Le 10 novembre 1988, le DoD diffusa une trompeuse photo de mauvaise qualité, laissant croire, par exemple, que la flèche de l'aile était faiblement prononcée, comme le montre le dessin ci-dessous.
Il fallut cependant attendre le 21 avril 1990 pour que le F-117 soit présenter au public lors d'une journée portes ouvertes à Nellis AFB.
La vie opérationnelle
En octobre 1988, le 4450th TG fut démantelé et les F-117 transférés vers le 37th Tactical Fighter Wing. Le 19 décembre 1989, les avions participèrent à leur premier engagement en combat, à l'occasion de l'opération Juste Cause, censée restaurer l'intégrité du pouvoir au Panama par l'arrestation du général Noriega. Même si les résultats furent mitigés (un des avions avait manqué sa cible), l'avion montra un potentiel extraordinaire qui fut mis à profit à l'occasion de ce qui reste comme le principal fait d'arme du Nighthawk, le bombardement des centres névralgiques de Bagdad durant la première nuit de la Guerre du Golfe, le 17 janvier 1991.

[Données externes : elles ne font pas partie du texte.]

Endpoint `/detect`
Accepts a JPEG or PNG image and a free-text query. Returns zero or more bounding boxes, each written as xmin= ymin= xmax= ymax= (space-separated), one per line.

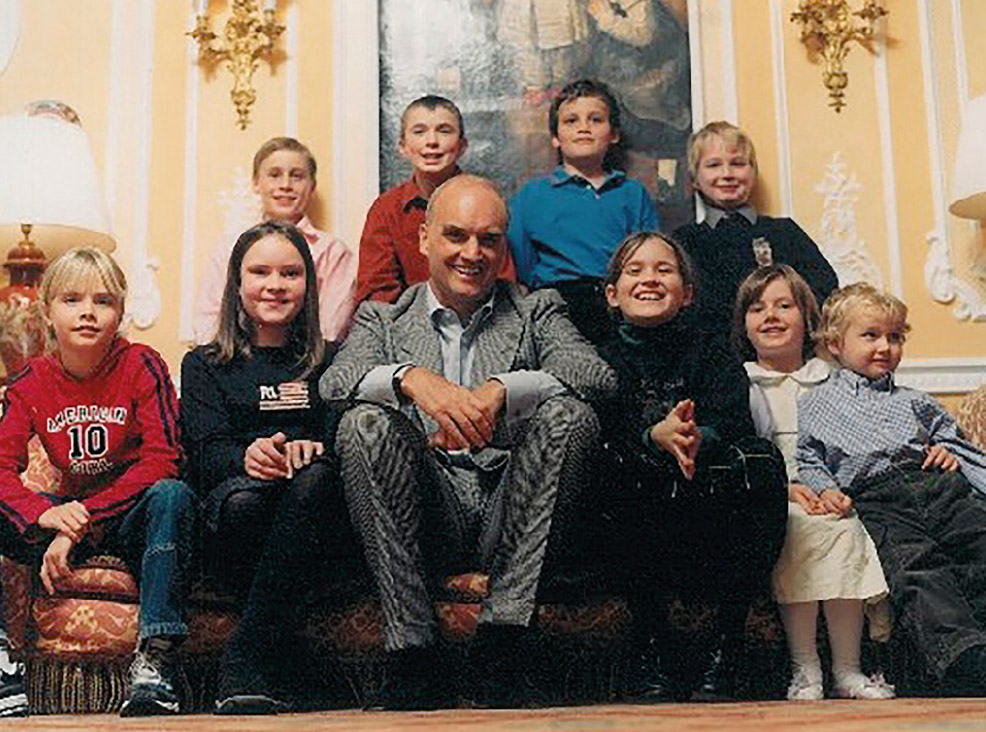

L'avion a été produit à 54 exemplaires, plusieurs ayant été perdus lors de crashs. L'un d'entre eux a été abattu par la défense aérienne serbe le 27 Mars 1999. L'USAF a annulé une commande de 14 nouveaux avions dont les fonds avaient votés par le Congrès car elle jugeait l'investissement inutile, la technologie développée pour cet appareil étant aujourd'hui "obsolète".